Téléconsultation : feu vert aux échanges téléphoniques tracés et élargissement de certaines cotations aux spécialistes

Par
Loan Tranthimy -
Publié le 06/04/2020

Crédit photo : PHANIE

Patients atteints du Covid-19 ou non, Olivier Véran veut faciliter l’accès aux soins des personnes soumises au confinement. Le ministre de la Santé a autorisé ce samedi 4 avril à titre exceptionnel les téléconsultations par téléphone. Cette décision vise « à améliorer le suivi médical dans un contexte de confinement et à permettre la détection de cas suspects ou le suivi de personnes particulièrement fragiles, lorsque les patients n’ont pas accès aux technologies numériques (smartphone ou matériel de vidéotransmission, connexion Internet ou mobile permettant l’échange vidéo…) », précise le ministère de la Santé. Ce frein à l'accès aux soins pour ces patients fragiles maîtrisant peu les technologies a été relayé par les syndicats de médecins libéraux depuis le début de la crise.

Même tarif qu'en vidéo

Pour pouvoir coter de façon dérogatoire mais au même tarif que les téléconsultations faites par vidéo ces téléconsultations réalisées par téléphone (TCG), les médecins traitants doivent respecter plusieurs conditions. Ces actes sont réservés uniquement aux patients atteints du Covid-19, aux patients en affection longue durée (ALD), aux patients âgés de 70 ans et plus et ceux résidant dans les zones blanches ou isolés n’ayant pas accès à un smartphone. Par ailleurs, ils doivent être néanmoins tracés, notamment dans le dossier patient. Cette mesure a été annoncée sur les réseaux sociaux par des caisses primaires d'assurance-maladie.

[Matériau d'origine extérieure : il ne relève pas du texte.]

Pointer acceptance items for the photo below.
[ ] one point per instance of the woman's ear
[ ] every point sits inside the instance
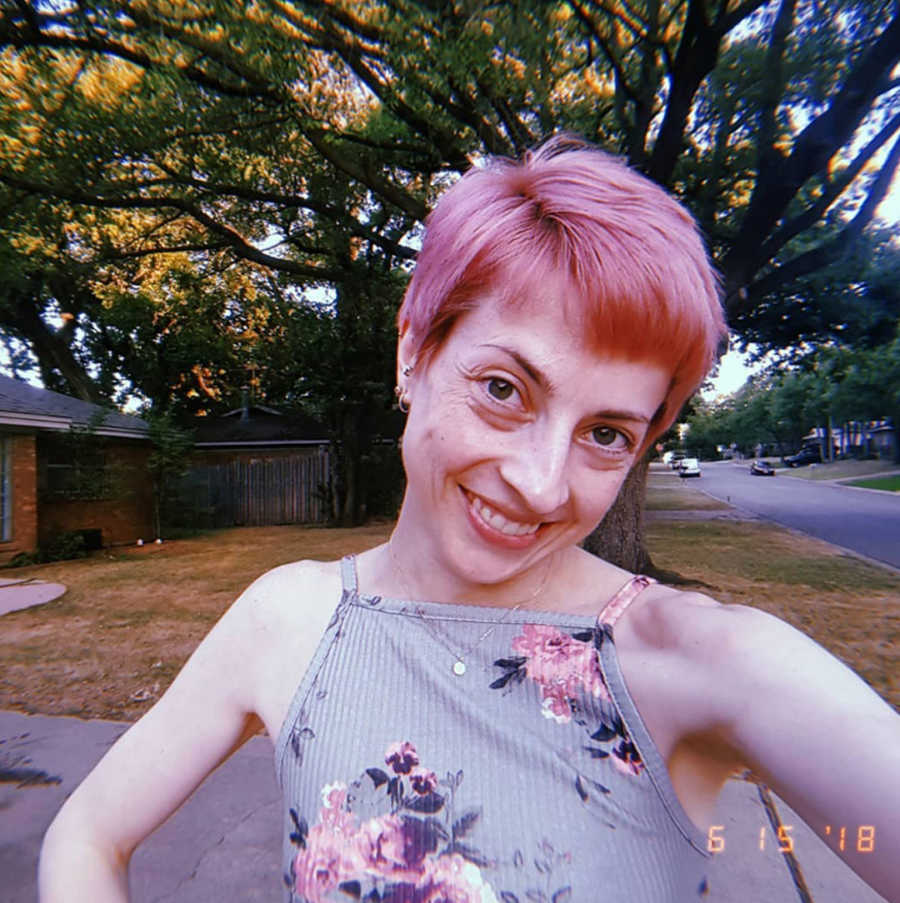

Depuis le début de l'épidémie, les dérogations à l'avenant conventionnel fixant les règles de la téléconsultation se multiplient. Pour tenir compte des difficultés d’accès aux soins de second recours en présentiel, le recours à la pratique à distance a été aussi élargi aux consultations complexes (plus longues) et aux avis ponctuels de consultant (APC et APY) pour les médecins spécialistes. Cette décision « dérogatoire et transitoire » a été annoncée par Nicolas Revel dans un courrier adressé aux syndicats de médecins libéraux. Elle ne s’étend pas aux consultations très complexes. Le directeur général de l'Assurance-maladie y indique aussi que pendant la période épidémique, les actes de téléconsultation sont remboursés à 100 % par la Sécu, facilitant ainsi la facturation par les médecins. Et cette prise en charge concerne aussi les majorations (MCE par exemple en endocrinologie) qui sont utilisées habituellement lors des consultations en présentiel.

Ces mesures, qui doivent entrer en application à compter de ce lundi 6 avril aux dires de Nicolas Revel, ont aussitôt été saluées par plusieurs syndicats dont la CSMF qui a porté ces revendications la semaine dernière. La centrale syndicale présidée par le Dr Jean-Paul Ortiz appelle les médecins à utiliser ces nouveaux modes de suivi des patients. Toutes ces mesures vont dynamiser encore davantage les pratiques à distance. Selon la CNAM, près de 29 000 médecins libéraux ont facturé au moins une téléconsultation entre le 23 et 29 mars et plus de 480 000 téléconsultations ont été enregistrées sur cette même semaine.